63. Neville, History Of Lamar County, 150.

64. The Jarman survey was just west of the Rattan land Wright purchased in 1839. Jarman was from Bolivar, Tennessee, and sold this land in 1842 to Claiborne Chisum. Lamar County Deed Book 1-60. Wright purchased 2.80 acres out of this Jarman Survey from Susan Park for $420 on August 8, 1871. See Deed Book V-85.

65. One of the outhouses--a two holer--has been rehabilitated to an extent and stands in the yard in 1998. According to the late Tom Steely it is in the correct, original location.

66. In the spring 1999, in an attempt to drain rain water further from the house, a wall was discovered to the north of the current home. Digging found it to be at least 12 bricks deep. The top layer was about 18 inches below the surface. More digging in the summer found the wall again about 20 feet away.

67. Neville, History Of Lamar County, 155.

68. Huddle book and F. J. Fisher.

69. The cane belonged to Wright's granddaughter Laura Howell Youngblood of Davis, Oklahoma for years, then at her death came back to the Steely home in Paris. It is now in the Brazelton home. Supposedly the Texas State Archives has a copy, but it has never been located.

70. To date this is only a family notation found in the Encyclopedia Of The New West, 373. No proof has been located.

71. The Wright Family Bible says he died on August 3.

72. Buried to Wright's west are James Holman and his wife, and a Holman daughter. Vandalism and lack of care continually plague the site.

73. Neville, History Of Lamar County, 49.

74. According to Jay Thomas of the local Masonic Lodge, Wright was Master here in 1852. Other records of earlier events were burned.

75. These Wright Memoirs are located in Texas State Archives and were printed by Neville in February 1937 in a series of Backward Glances. See Encyclopedia of the New West, 372, a version probably written by Sam Wright, son of Travis.

76. Apparently the Princess Anne style home, a story and one-half with a large hallway separating four rooms, cost about $1,800. Documents are in the Brazelton files indicating the loan was for about this amount.

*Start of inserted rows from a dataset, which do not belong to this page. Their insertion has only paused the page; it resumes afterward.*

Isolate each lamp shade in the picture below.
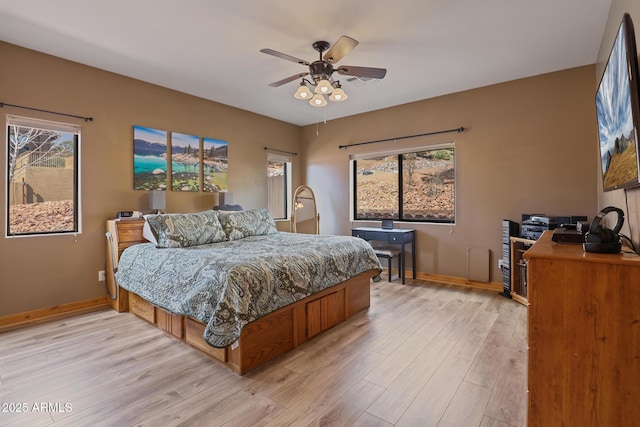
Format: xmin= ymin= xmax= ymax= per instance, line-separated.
xmin=329 ymin=86 xmax=348 ymax=102
xmin=294 ymin=83 xmax=313 ymax=99
xmin=149 ymin=190 xmax=166 ymax=212
xmin=314 ymin=79 xmax=334 ymax=94
xmin=309 ymin=94 xmax=328 ymax=107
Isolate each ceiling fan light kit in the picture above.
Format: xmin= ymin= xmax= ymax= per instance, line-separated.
xmin=261 ymin=35 xmax=386 ymax=108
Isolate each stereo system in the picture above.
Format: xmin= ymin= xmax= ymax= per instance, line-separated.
xmin=521 ymin=214 xmax=557 ymax=240
xmin=521 ymin=214 xmax=588 ymax=241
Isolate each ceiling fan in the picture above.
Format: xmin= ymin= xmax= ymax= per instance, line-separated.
xmin=260 ymin=35 xmax=387 ymax=106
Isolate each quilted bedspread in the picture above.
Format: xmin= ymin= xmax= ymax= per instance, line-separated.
xmin=115 ymin=232 xmax=381 ymax=347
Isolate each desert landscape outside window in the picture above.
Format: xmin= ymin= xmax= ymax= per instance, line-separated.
xmin=6 ymin=116 xmax=80 ymax=236
xmin=353 ymin=145 xmax=455 ymax=223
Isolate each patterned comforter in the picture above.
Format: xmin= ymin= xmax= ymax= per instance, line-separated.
xmin=115 ymin=232 xmax=381 ymax=347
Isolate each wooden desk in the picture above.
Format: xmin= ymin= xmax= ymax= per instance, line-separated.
xmin=524 ymin=230 xmax=640 ymax=426
xmin=352 ymin=227 xmax=416 ymax=284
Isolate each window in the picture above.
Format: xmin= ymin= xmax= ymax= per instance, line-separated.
xmin=352 ymin=144 xmax=455 ymax=223
xmin=6 ymin=116 xmax=81 ymax=236
xmin=267 ymin=154 xmax=291 ymax=220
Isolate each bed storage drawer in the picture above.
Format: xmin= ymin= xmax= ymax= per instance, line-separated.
xmin=185 ymin=318 xmax=227 ymax=362
xmin=156 ymin=307 xmax=184 ymax=339
xmin=306 ymin=290 xmax=345 ymax=339
xmin=129 ymin=293 xmax=155 ymax=323
xmin=230 ymin=307 xmax=294 ymax=373
xmin=346 ymin=275 xmax=371 ymax=316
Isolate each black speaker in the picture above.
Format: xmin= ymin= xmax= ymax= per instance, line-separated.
xmin=583 ymin=206 xmax=624 ymax=254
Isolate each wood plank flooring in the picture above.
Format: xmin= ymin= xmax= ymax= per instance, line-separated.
xmin=0 ymin=279 xmax=527 ymax=426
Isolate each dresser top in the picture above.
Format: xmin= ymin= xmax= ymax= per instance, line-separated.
xmin=525 ymin=230 xmax=640 ymax=266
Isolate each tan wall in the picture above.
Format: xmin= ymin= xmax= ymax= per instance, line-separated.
xmin=25 ymin=167 xmax=75 ymax=203
xmin=302 ymin=66 xmax=600 ymax=282
xmin=0 ymin=41 xmax=301 ymax=317
xmin=596 ymin=0 xmax=640 ymax=251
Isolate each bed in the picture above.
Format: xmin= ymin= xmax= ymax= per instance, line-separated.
xmin=106 ymin=208 xmax=381 ymax=374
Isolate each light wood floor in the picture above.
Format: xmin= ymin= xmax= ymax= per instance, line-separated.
xmin=0 ymin=279 xmax=527 ymax=427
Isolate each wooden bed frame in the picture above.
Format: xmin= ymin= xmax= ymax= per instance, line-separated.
xmin=106 ymin=219 xmax=377 ymax=374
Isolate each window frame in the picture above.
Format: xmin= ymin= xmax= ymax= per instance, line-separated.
xmin=5 ymin=115 xmax=82 ymax=238
xmin=351 ymin=143 xmax=456 ymax=224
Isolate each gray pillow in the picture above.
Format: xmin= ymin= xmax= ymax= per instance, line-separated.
xmin=218 ymin=208 xmax=278 ymax=240
xmin=145 ymin=210 xmax=227 ymax=248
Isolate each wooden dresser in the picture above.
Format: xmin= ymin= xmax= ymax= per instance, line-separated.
xmin=105 ymin=219 xmax=146 ymax=312
xmin=524 ymin=231 xmax=640 ymax=426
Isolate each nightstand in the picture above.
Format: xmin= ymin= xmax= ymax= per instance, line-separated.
xmin=105 ymin=219 xmax=146 ymax=312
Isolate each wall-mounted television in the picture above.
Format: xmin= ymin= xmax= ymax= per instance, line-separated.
xmin=596 ymin=13 xmax=640 ymax=192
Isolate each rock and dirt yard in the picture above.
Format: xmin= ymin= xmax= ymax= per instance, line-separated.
xmin=8 ymin=200 xmax=75 ymax=234
xmin=356 ymin=156 xmax=454 ymax=221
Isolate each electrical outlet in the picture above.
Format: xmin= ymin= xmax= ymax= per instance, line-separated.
xmin=98 ymin=270 xmax=106 ymax=282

77. Paris News, February 21, 1957 and Nov. 24, 1932. The bust was done by a man hired by Ambrose Bramlett Long. Long came to Paris with his parents and brother Dr. George E. Long in 1857 from Kentucky with the Maxey group. Their sister married R. C. Buckner. Judge Long lived at 644 South Main Street, dying in September, 1921. His daughter married Albert B. Hinkle in 1919.